Recent breakthrough in structure prediction? In the 1994 Asilomar meeting, none of the 3D ab initio methods were able to predict the correct protein structure (Moult et al., 1995). Since that time, new methods have been proposed which indicate possible directions for the future. Several groups have obtained promising results using distance geometry methods (Rost & O'Donoghue, 1997). Simplified force-fields in combination with dynamic optimisation strategies have yielded promising, but still relatively inaccurate results (Elofsson et al., 1995; Pedersen & Moult, 1996). Srinivasan and Rose have reported very encouraging results with their hierarchical search method (Srinivasan & Rose, 1995). However, the second Asilomar experiment on structure prediction (forthcoming issue of Proteins) concluded similarly to the first: no prediction of 3D structure from sequence, yet.

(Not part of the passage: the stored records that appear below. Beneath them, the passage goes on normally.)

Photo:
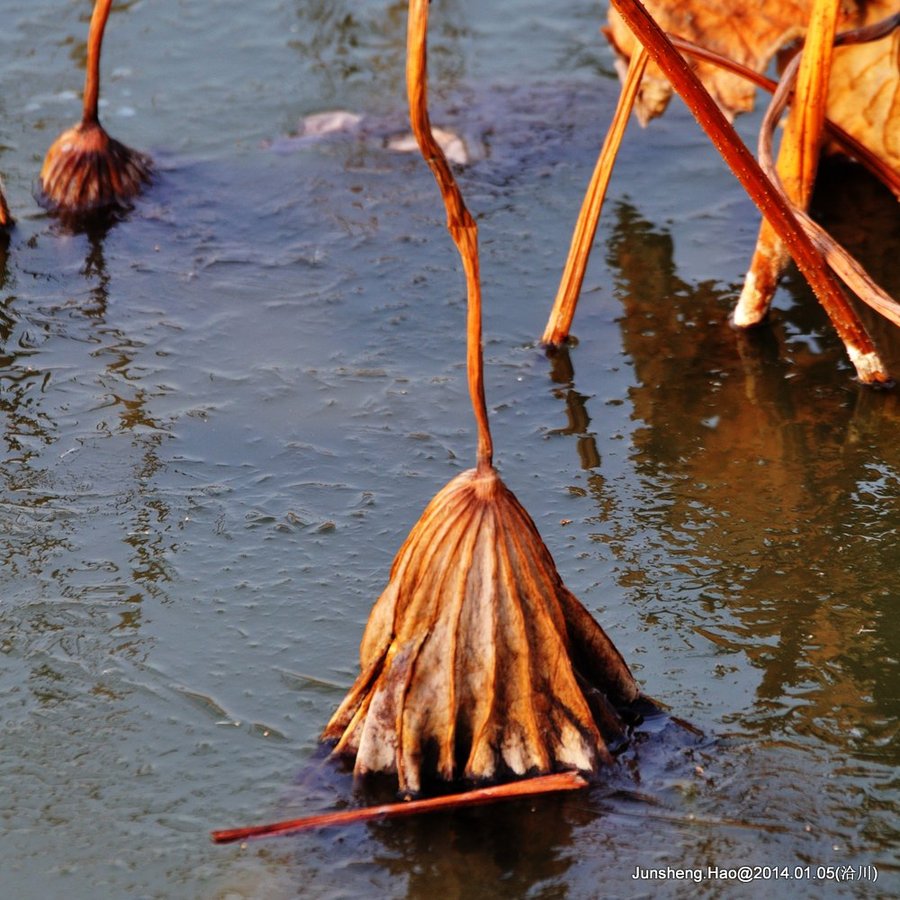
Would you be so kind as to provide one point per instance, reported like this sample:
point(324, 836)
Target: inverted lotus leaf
point(477, 663)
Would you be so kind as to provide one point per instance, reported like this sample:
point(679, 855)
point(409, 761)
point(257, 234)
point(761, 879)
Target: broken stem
point(460, 223)
point(560, 321)
point(773, 206)
point(92, 77)
point(528, 787)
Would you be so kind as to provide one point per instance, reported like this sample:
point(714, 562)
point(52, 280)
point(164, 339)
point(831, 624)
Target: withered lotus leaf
point(477, 662)
point(87, 170)
point(864, 91)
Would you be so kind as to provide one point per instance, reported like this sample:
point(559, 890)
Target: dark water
point(222, 416)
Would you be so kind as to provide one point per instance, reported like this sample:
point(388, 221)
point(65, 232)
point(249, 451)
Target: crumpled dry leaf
point(864, 94)
point(865, 81)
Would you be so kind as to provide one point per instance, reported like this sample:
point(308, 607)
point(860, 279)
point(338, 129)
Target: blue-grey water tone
point(221, 417)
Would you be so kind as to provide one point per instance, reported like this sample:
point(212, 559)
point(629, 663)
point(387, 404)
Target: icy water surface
point(222, 416)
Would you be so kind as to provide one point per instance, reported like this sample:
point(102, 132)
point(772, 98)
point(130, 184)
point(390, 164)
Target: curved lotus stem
point(560, 321)
point(85, 170)
point(797, 161)
point(477, 663)
point(860, 348)
point(460, 223)
point(6, 219)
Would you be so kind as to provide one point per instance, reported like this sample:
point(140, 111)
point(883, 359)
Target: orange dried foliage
point(864, 95)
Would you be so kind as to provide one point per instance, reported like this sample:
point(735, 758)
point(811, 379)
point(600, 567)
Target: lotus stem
point(860, 348)
point(99, 17)
point(6, 219)
point(560, 322)
point(460, 222)
point(798, 160)
point(527, 787)
point(849, 144)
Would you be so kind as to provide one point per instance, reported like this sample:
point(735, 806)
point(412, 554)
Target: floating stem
point(528, 787)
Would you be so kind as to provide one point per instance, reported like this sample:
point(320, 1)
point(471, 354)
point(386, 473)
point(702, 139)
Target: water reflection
point(63, 494)
point(767, 504)
point(366, 42)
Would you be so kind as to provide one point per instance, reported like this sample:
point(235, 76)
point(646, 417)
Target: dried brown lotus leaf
point(864, 92)
point(477, 663)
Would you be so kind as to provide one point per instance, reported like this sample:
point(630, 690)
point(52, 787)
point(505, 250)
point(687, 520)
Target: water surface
point(222, 416)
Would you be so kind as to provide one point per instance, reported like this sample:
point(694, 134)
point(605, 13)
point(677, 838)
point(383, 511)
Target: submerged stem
point(460, 223)
point(92, 78)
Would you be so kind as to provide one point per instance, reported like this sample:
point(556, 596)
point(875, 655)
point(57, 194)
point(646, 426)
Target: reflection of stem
point(773, 206)
point(560, 321)
point(562, 372)
point(460, 223)
point(92, 78)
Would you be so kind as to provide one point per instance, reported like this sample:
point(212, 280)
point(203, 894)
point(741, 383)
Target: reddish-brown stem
point(773, 206)
point(529, 787)
point(850, 145)
point(560, 321)
point(92, 77)
point(460, 223)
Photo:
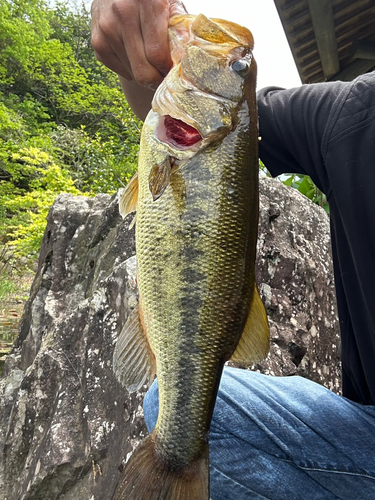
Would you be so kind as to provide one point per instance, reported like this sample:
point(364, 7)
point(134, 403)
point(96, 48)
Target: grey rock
point(66, 424)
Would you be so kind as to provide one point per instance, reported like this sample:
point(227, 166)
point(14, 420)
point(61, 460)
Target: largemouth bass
point(196, 197)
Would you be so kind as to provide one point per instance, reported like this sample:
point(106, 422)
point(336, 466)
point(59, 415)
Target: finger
point(154, 17)
point(176, 7)
point(106, 55)
point(143, 71)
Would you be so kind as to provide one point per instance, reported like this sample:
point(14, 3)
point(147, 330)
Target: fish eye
point(241, 67)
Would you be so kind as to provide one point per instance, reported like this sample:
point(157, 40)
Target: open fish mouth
point(178, 134)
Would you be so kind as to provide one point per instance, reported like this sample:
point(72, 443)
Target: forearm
point(138, 97)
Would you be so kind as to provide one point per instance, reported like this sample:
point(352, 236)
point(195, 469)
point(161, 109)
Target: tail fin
point(148, 477)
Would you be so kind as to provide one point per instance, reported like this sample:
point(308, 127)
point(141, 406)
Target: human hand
point(131, 37)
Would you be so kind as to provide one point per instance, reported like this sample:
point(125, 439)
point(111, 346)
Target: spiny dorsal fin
point(133, 361)
point(255, 341)
point(129, 198)
point(160, 177)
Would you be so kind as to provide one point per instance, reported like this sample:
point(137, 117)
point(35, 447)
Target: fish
point(196, 200)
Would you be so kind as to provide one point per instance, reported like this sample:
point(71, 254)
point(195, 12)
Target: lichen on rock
point(66, 424)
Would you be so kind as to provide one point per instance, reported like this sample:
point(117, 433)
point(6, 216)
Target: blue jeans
point(285, 438)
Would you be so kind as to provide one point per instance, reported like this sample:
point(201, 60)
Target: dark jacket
point(327, 131)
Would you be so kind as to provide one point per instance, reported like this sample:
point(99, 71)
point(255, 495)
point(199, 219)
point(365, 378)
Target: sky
point(271, 49)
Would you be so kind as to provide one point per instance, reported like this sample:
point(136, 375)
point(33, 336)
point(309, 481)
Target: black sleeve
point(295, 125)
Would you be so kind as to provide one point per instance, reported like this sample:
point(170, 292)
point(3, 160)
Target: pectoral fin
point(255, 341)
point(160, 177)
point(133, 361)
point(129, 198)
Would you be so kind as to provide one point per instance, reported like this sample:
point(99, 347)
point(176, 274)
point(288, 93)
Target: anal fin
point(254, 343)
point(133, 360)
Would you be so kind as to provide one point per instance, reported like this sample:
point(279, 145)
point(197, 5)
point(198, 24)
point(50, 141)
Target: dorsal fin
point(255, 341)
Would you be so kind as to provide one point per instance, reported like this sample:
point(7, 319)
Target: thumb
point(176, 7)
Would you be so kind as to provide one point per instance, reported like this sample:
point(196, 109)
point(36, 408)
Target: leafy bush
point(65, 125)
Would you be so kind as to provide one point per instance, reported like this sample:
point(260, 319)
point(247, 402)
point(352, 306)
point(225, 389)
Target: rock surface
point(66, 425)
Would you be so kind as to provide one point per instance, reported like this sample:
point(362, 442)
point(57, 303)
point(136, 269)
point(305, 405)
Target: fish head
point(213, 73)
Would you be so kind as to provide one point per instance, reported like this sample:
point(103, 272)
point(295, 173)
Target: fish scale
point(196, 230)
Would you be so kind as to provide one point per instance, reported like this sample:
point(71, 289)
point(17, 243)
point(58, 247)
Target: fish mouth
point(178, 134)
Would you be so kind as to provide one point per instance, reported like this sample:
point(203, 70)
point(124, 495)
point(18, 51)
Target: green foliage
point(65, 125)
point(6, 286)
point(305, 185)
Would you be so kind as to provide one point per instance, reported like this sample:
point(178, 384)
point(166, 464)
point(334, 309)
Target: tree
point(64, 122)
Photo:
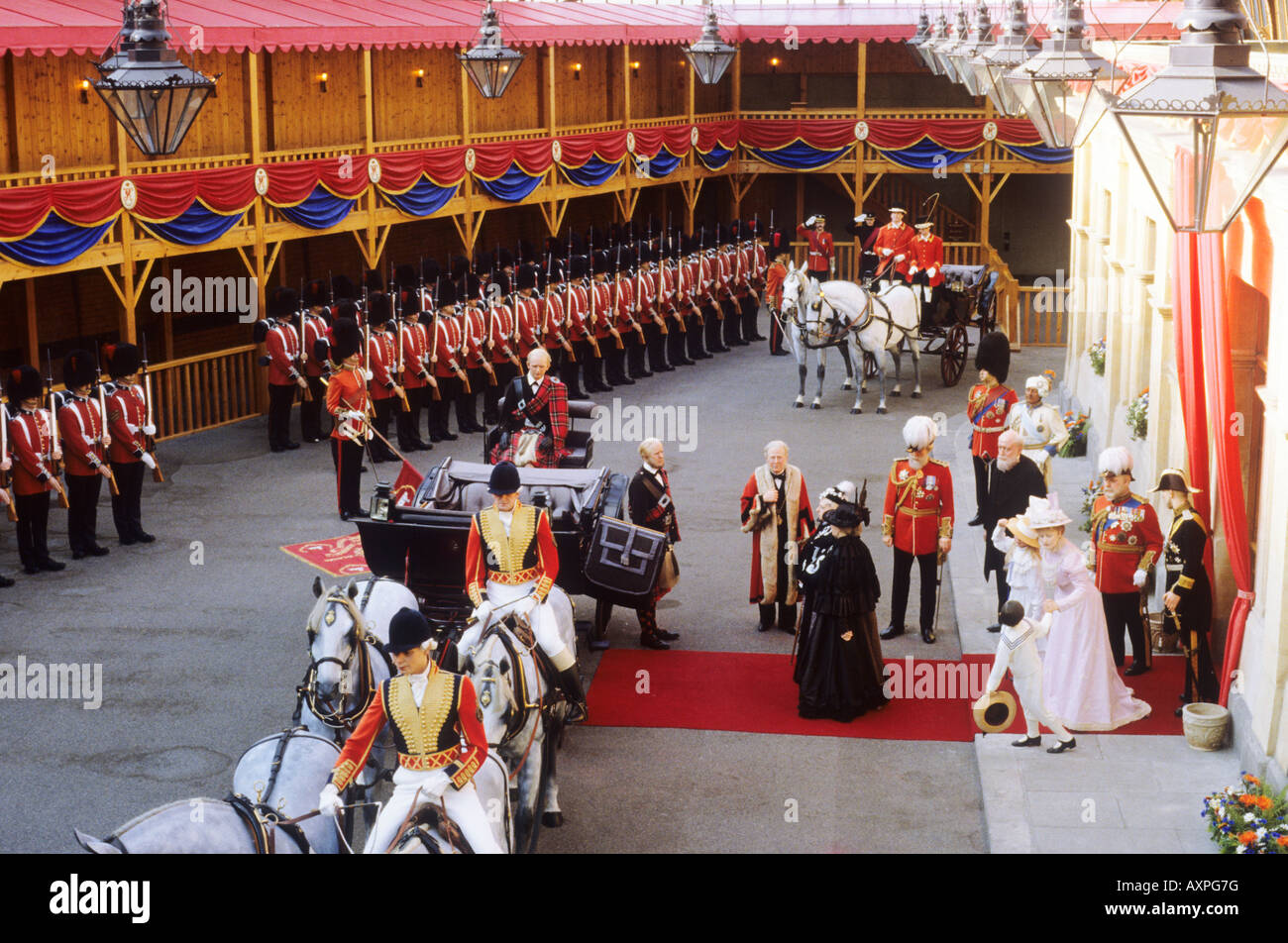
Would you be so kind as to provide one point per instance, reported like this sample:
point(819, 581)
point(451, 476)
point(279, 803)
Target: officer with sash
point(439, 736)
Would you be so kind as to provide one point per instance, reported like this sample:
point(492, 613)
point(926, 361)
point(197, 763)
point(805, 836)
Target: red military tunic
point(526, 554)
point(347, 392)
point(1127, 539)
point(80, 421)
point(127, 412)
point(446, 732)
point(918, 506)
point(283, 348)
point(900, 241)
point(928, 253)
point(987, 407)
point(31, 442)
point(415, 343)
point(818, 257)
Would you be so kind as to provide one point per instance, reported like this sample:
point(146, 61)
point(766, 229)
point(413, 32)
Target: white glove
point(330, 801)
point(524, 607)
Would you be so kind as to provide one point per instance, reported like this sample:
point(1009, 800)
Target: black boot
point(570, 682)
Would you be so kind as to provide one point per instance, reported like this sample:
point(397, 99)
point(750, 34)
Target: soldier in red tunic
point(917, 522)
point(1128, 543)
point(927, 269)
point(82, 423)
point(128, 424)
point(820, 252)
point(34, 440)
point(439, 736)
point(894, 248)
point(987, 407)
point(347, 401)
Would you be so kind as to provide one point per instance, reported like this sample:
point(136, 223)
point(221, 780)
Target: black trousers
point(33, 528)
point(279, 401)
point(347, 458)
point(1122, 611)
point(82, 493)
point(310, 410)
point(926, 563)
point(127, 506)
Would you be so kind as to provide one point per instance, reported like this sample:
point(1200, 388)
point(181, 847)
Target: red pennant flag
point(404, 488)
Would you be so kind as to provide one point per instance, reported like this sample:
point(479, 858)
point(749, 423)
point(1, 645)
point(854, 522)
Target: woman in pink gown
point(1080, 682)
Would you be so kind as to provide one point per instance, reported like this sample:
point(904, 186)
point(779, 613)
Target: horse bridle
point(338, 716)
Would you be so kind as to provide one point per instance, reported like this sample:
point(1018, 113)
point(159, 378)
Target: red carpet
point(755, 693)
point(338, 556)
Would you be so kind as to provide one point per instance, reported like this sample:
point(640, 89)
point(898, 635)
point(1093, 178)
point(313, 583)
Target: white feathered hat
point(918, 432)
point(1116, 462)
point(1044, 511)
point(1039, 382)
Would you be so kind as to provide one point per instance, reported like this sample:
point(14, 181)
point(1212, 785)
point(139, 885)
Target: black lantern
point(939, 35)
point(154, 95)
point(1057, 85)
point(978, 43)
point(944, 51)
point(1207, 128)
point(489, 63)
point(1013, 48)
point(709, 55)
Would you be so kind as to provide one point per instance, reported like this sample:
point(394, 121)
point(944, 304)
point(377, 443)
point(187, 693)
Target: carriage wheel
point(599, 629)
point(952, 357)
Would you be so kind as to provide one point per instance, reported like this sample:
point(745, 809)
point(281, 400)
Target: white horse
point(875, 324)
point(804, 335)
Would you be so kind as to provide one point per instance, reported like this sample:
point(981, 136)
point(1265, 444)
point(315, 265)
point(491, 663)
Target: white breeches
point(464, 808)
point(1029, 688)
point(545, 624)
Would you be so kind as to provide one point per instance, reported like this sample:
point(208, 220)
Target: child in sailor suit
point(1018, 651)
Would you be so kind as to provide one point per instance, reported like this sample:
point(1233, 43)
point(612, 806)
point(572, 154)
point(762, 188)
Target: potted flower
point(1096, 353)
point(1137, 416)
point(1248, 818)
point(1076, 446)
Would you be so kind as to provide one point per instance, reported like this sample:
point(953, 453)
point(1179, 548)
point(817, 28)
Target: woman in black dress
point(840, 669)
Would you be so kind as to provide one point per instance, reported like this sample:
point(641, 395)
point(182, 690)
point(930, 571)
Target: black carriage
point(423, 544)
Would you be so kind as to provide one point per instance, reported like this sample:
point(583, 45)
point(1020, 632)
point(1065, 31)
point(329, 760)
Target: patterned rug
point(336, 556)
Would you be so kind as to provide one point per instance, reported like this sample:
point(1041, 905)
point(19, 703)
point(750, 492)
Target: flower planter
point(1207, 725)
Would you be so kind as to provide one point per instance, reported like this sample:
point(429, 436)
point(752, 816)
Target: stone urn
point(1207, 725)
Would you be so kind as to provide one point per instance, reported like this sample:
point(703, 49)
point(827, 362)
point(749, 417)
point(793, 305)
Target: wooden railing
point(205, 392)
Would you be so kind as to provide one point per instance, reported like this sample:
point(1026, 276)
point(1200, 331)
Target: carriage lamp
point(489, 63)
point(154, 95)
point(380, 502)
point(1207, 128)
point(978, 43)
point(1063, 88)
point(1014, 47)
point(709, 55)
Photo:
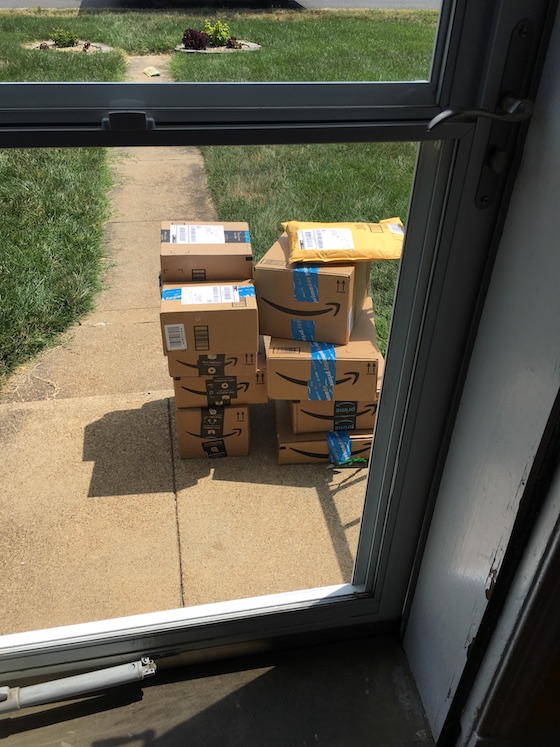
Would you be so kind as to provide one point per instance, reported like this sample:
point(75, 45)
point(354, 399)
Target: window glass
point(270, 45)
point(108, 520)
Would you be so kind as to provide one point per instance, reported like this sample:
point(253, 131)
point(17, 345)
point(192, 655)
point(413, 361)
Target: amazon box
point(183, 365)
point(202, 318)
point(315, 448)
point(212, 432)
point(205, 391)
point(199, 251)
point(337, 415)
point(324, 372)
point(308, 302)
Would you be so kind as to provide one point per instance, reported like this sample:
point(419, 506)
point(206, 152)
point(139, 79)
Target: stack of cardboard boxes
point(320, 360)
point(210, 333)
point(324, 368)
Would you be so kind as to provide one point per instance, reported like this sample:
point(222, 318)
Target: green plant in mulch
point(64, 38)
point(212, 35)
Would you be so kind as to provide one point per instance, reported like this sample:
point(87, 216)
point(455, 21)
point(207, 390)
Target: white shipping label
point(175, 337)
point(205, 294)
point(183, 233)
point(326, 238)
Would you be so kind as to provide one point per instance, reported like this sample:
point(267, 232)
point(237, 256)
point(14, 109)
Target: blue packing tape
point(303, 329)
point(340, 449)
point(306, 283)
point(323, 371)
point(246, 291)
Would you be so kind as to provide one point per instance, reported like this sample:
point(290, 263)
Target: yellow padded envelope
point(344, 242)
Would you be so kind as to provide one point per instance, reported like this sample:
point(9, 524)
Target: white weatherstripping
point(16, 698)
point(177, 618)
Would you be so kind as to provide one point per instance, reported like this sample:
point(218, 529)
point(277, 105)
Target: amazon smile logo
point(243, 387)
point(352, 376)
point(205, 436)
point(369, 409)
point(334, 308)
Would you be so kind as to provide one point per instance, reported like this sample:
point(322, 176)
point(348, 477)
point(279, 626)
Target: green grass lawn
point(53, 203)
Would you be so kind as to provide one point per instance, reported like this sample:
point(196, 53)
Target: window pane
point(282, 45)
point(106, 519)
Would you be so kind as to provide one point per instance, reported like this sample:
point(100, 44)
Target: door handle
point(512, 109)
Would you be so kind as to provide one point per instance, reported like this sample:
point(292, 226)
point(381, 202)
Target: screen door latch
point(512, 105)
point(512, 109)
point(127, 121)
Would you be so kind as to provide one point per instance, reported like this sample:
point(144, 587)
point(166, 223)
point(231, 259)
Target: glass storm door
point(484, 52)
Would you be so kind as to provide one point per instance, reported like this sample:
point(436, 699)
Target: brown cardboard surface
point(205, 391)
point(183, 365)
point(212, 432)
point(308, 303)
point(186, 254)
point(193, 323)
point(312, 416)
point(296, 371)
point(309, 448)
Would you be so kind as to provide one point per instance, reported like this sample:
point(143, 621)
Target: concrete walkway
point(100, 516)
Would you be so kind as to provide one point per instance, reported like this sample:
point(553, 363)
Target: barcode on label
point(326, 238)
point(209, 294)
point(175, 337)
point(227, 293)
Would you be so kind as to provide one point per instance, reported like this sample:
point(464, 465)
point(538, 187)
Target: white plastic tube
point(15, 698)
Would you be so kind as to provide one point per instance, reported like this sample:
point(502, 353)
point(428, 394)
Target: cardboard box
point(336, 415)
point(319, 371)
point(205, 391)
point(212, 432)
point(308, 302)
point(317, 448)
point(182, 365)
point(201, 318)
point(200, 251)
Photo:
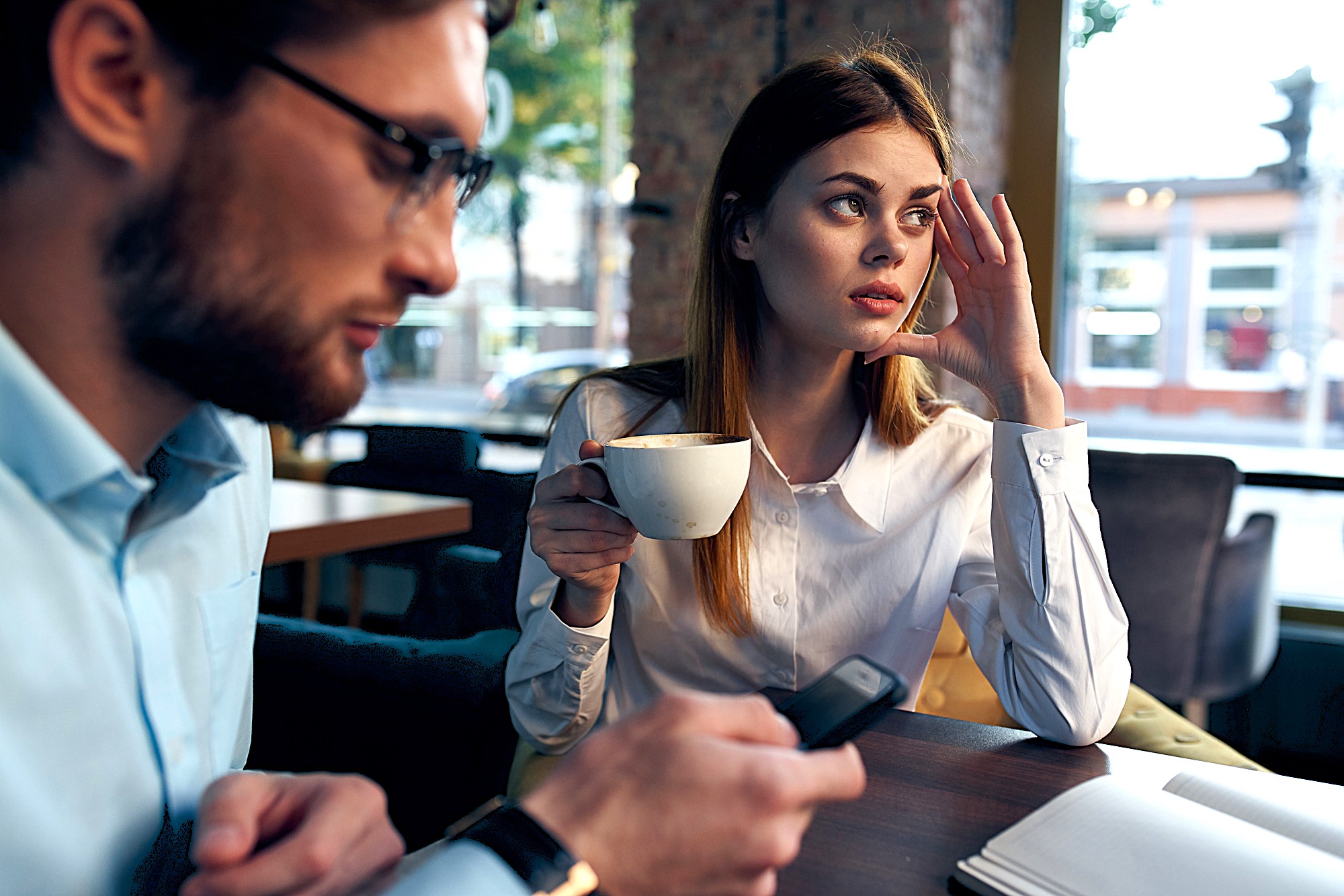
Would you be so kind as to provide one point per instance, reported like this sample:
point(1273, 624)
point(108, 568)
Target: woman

Accurate prediction of 3D structure for coiled-coil proteins. A particular class of proteins are coiled-coils. These are proteins can be defined by a rather simple geometry of long helices, of which two or more wind around one another (Lupas, 1996a). Nilges and Brünger (Nilges & Brünger, 1993) have achieved atomic-accuracy in an ab initio prediction of the GCN4 leucine zipper using a hybrid molecular dynamics/simulated annealing search strategy. Recently, equally accurate models for three leucine zippers were obtained with faster calculations based on mean-force-potentials (O'Donoghue, in press).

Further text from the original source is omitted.